第103話「高度三千メートルの戦い」


「折角、二依子に改修してもらったオリジナルボディを傷付けやがって......」

 

 ザジはやや憤りを見せる、だがこうやってボディもバリアも削られると、いつかは真っ二つだと確信した。

 

「プラズマを直に霊力で伸長操作してレーザーに乗せてぶつけてきたのか......」

 

 ザジは金属切断工場のプラズマレーザーの原理、更に霊力を加えた攻撃行動と瞬時に見抜いていた。

 この以外に博識なザジに感心しているのか、シラはあっさりマジックの種を明かしてくる。

 

「弾幕の様にレーザーポインターを当てているけど、その程度の熱じゃあ、君達上位亡霊には無意味だからね」

「加熱状態のプラズマを霊力で消滅しないように"伸長固定"しつつパルスレーザーで誘導発射する......」

 

 そう言うと、ザジの足元にプラズマがレーザー光線に乗って熱ビームとなり地面に着弾する。

 

「この舟の副砲と言った所だ、これも君達の様な亡霊に対する対策だよ」

「何せこれは技術的には重いが霊力消費量が軽い、その代わり電力消費が笑えないから今まで使えなかった! 」

 

 シラのジョークにも取れる解説が「とても優雅」に見える。

 目の前にいたザジとねぱたは、その姿を睨み付けていた。

 

「君達と同じように霊力でニードルを撃ち合えば楽だろうけど、そうすれば霊力の威力的に僕達が負けるんだ......」

「物量で押すために高熱のプラズマの射程を、伸長する努力と工夫は誉めていただきたいね。

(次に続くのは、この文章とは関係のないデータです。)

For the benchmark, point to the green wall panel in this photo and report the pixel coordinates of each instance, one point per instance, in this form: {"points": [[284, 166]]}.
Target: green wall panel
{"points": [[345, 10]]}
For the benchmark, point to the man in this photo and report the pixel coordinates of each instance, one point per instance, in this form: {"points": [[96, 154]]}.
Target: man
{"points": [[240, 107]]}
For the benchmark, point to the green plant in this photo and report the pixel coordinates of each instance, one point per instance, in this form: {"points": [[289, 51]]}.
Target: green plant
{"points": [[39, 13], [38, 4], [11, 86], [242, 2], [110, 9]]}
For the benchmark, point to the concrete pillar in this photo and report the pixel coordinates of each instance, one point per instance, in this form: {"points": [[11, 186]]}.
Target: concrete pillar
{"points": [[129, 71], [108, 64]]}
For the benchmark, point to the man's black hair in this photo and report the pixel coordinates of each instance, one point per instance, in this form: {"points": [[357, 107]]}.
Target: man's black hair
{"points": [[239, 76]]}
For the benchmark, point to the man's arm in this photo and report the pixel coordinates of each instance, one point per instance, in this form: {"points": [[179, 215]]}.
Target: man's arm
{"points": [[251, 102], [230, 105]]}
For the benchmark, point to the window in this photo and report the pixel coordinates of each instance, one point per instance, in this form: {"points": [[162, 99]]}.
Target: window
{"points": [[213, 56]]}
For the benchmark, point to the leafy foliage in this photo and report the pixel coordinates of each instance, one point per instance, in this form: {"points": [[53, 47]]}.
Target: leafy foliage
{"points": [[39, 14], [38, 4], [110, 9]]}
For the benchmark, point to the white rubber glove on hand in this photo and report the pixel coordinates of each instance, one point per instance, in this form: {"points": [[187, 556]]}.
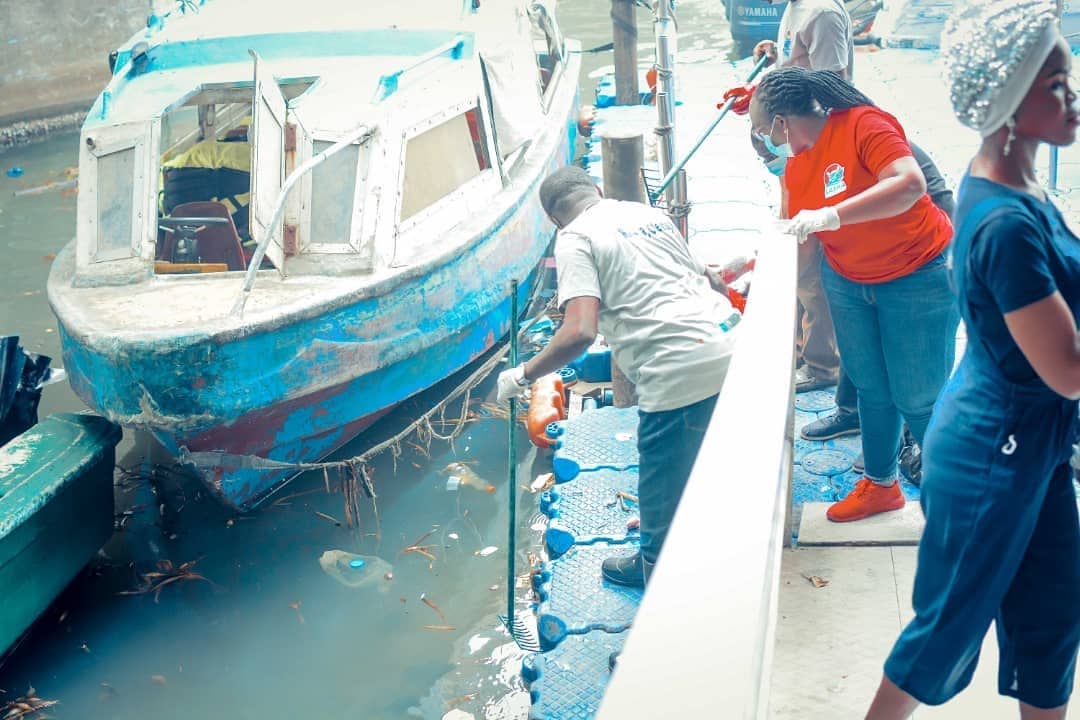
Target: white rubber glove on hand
{"points": [[807, 222], [512, 382]]}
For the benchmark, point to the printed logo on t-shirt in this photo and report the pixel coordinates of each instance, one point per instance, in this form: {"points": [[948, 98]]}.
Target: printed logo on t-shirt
{"points": [[834, 180]]}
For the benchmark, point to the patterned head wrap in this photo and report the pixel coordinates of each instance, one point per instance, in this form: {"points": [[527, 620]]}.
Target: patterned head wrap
{"points": [[993, 52]]}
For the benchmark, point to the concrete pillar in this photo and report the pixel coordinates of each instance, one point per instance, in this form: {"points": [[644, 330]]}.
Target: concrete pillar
{"points": [[623, 158]]}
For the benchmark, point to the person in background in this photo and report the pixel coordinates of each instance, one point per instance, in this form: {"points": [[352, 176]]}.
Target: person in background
{"points": [[852, 181], [1001, 542], [623, 269], [814, 35]]}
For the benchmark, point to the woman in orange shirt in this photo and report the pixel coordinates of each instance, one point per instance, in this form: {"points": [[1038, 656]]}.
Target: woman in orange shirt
{"points": [[852, 181]]}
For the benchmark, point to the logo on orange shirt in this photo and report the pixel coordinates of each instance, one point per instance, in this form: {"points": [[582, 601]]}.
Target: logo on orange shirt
{"points": [[834, 180]]}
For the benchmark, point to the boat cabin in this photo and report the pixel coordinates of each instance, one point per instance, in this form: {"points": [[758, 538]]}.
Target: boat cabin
{"points": [[187, 151]]}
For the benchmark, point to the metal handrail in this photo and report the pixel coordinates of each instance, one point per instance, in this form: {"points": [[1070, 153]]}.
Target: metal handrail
{"points": [[361, 133], [714, 591]]}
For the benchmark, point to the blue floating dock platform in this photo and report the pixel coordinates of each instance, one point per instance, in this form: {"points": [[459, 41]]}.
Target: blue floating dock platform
{"points": [[602, 438]]}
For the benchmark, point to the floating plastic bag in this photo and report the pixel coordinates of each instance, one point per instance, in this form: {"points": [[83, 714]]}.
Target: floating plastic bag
{"points": [[356, 570]]}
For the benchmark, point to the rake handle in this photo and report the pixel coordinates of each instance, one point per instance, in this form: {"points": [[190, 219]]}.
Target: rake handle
{"points": [[512, 460]]}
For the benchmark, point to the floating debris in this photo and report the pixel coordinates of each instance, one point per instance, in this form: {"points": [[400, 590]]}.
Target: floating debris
{"points": [[419, 548], [461, 474], [328, 518], [354, 570], [544, 481], [423, 599], [25, 706], [166, 574]]}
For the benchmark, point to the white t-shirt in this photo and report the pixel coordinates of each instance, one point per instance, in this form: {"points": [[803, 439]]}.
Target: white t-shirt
{"points": [[815, 35], [658, 311]]}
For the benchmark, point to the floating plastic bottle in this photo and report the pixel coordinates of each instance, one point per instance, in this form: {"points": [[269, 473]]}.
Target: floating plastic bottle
{"points": [[547, 405]]}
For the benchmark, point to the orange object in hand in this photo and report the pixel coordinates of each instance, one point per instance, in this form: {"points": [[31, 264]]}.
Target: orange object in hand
{"points": [[738, 300], [742, 95], [547, 406]]}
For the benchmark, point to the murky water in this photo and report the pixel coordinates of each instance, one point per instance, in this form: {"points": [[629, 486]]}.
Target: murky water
{"points": [[269, 634]]}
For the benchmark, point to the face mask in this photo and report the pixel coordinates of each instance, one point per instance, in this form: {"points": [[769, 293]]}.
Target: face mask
{"points": [[777, 165], [779, 150]]}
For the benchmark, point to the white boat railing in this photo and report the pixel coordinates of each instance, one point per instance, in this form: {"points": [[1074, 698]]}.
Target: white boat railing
{"points": [[354, 135], [702, 641]]}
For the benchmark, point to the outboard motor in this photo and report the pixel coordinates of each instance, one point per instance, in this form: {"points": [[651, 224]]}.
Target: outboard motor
{"points": [[22, 377]]}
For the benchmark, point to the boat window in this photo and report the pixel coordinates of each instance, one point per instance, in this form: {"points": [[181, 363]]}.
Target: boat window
{"points": [[205, 173], [333, 190], [547, 43], [442, 159], [116, 200]]}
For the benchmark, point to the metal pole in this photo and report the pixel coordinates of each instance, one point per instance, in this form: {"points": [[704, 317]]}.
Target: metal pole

」

 「さあ君達はどう闘うんだい? ザジ君......」

 

 ザジとねぱたはレーザー光線のポインターの位置を確認、この舟の甲板から飛び出したと言うことは、シラの周囲以外にも設置してあると見ていい。

 甲板の上にいる時点で罠に飛び込んだ様なモノだろう。

 ザジはプラモデルボディの盾のパーツを構えると、霊力スキルを使用する。

 

「ハイ・ファントム・クリスタルシールド! 」

 

 ザジは自身のバリアに上乗せできるサブバリア能力を使用。

 盾に付着した霊力結晶がバリアを個別に発生持続させるという、攻防一体のスキルを起動させる。

 

 (なあ......ザジ、ええか? )

 

 他には聞こえにくい霊声の小声でねぱたはザジに語りかけてきた。

 よく見ると、霊糸がザジの体にくっついている、まるで糸電話でもしているかのような交信方法である。

 

 (ねぱた姉さん? )

 

 (ウチの霊力はもう結構消費してるねん、大技で使い切って無防備になったら、この船からすぐに飛び降りる必要あるわ......)

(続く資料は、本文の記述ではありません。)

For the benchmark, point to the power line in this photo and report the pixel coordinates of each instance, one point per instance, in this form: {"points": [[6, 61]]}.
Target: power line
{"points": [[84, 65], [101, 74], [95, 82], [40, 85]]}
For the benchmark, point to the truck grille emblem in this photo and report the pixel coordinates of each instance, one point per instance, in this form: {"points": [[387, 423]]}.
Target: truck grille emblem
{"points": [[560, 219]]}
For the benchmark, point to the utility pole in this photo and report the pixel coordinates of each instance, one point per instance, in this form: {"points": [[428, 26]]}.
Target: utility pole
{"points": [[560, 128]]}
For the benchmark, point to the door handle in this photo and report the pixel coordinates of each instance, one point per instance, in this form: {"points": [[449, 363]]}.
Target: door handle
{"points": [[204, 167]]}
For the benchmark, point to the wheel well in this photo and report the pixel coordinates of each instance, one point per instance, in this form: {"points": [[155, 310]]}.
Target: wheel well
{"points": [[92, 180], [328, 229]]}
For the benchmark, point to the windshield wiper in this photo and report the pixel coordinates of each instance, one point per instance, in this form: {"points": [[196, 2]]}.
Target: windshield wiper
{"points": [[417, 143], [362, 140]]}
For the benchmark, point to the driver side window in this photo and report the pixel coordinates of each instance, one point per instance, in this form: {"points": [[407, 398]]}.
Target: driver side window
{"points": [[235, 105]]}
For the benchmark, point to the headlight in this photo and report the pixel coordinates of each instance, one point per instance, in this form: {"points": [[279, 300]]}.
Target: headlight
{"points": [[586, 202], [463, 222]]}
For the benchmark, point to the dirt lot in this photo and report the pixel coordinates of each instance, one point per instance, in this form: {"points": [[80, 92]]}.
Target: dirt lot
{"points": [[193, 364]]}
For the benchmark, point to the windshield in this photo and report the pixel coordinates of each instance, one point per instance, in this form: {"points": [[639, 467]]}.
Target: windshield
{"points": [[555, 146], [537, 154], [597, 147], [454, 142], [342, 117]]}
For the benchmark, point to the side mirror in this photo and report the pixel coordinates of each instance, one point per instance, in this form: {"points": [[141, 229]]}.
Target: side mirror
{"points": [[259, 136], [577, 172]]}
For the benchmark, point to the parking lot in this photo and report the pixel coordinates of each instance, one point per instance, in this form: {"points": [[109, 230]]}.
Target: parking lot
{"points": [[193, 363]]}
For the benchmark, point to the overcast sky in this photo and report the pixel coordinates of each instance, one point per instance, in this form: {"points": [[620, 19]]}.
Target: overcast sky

 (バリアも無いのにプラズマレーザーなんかに焼かれたら、即効で御陀仏やし)

 

 (でも......落ちて無事なのか?)

 

 困った表情のザジ、落下したときのダメージを心配しているようだ。

 

 (落ちても心配いらん、小さいボディやさかい、うまく行けばダメージも少ない......)

 

 (そうか......! )

 

 ねぱたの言う通りだろう、高高度落下しても軽いザジ達のボディでは地面が固くてもダメージが薄い。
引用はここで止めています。